Hilbert a choisit "la simplicité" à l'indépendance de ses axiomes. Toutefois, il prend soin d'étudier cette indépendance pour les groupes d'axiomes. Ainsi par exemple montre-t-il l'indépendance de la continuité en construisant une géométrie non archimédienne vérifiant les groupes d'axiome I, II et III. De même, il étudie la place de la congruence en rapport avec le théorème de Désargues, les axiomes de l'espace, et le théorème de Pappus "affine" - toujours appelé chez Hilbert "théorème de Pascal". Il est le premier à mettre en relief ces relations :

• Impossibilité de montrer le théorème de Désargues sans recourir à l'espace ou à la congruence.
• Le théorème de Désargues pour une axiomatique du plan remplace les théorèmes d'incidence spatiale ou encore l'existence de l'espace.
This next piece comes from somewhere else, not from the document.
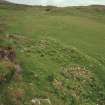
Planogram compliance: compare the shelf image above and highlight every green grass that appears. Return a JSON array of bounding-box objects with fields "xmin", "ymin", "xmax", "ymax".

• L'incidence plane et le théorème de Désargues permettent la construction d'une géométrie analytique plane (ie d'un corps) sans la commutativité de la multiplication.
• La congruence ou la continuité est indispensable à la démonstration du théorème de Pascal, mais pas les deux.
• La géométrie projective ne peut pas être construite sur les seuls axiomes d'incidence et d'ordre car elle repose sur le théorème de Pascal ou une proposition permettant de le montrer.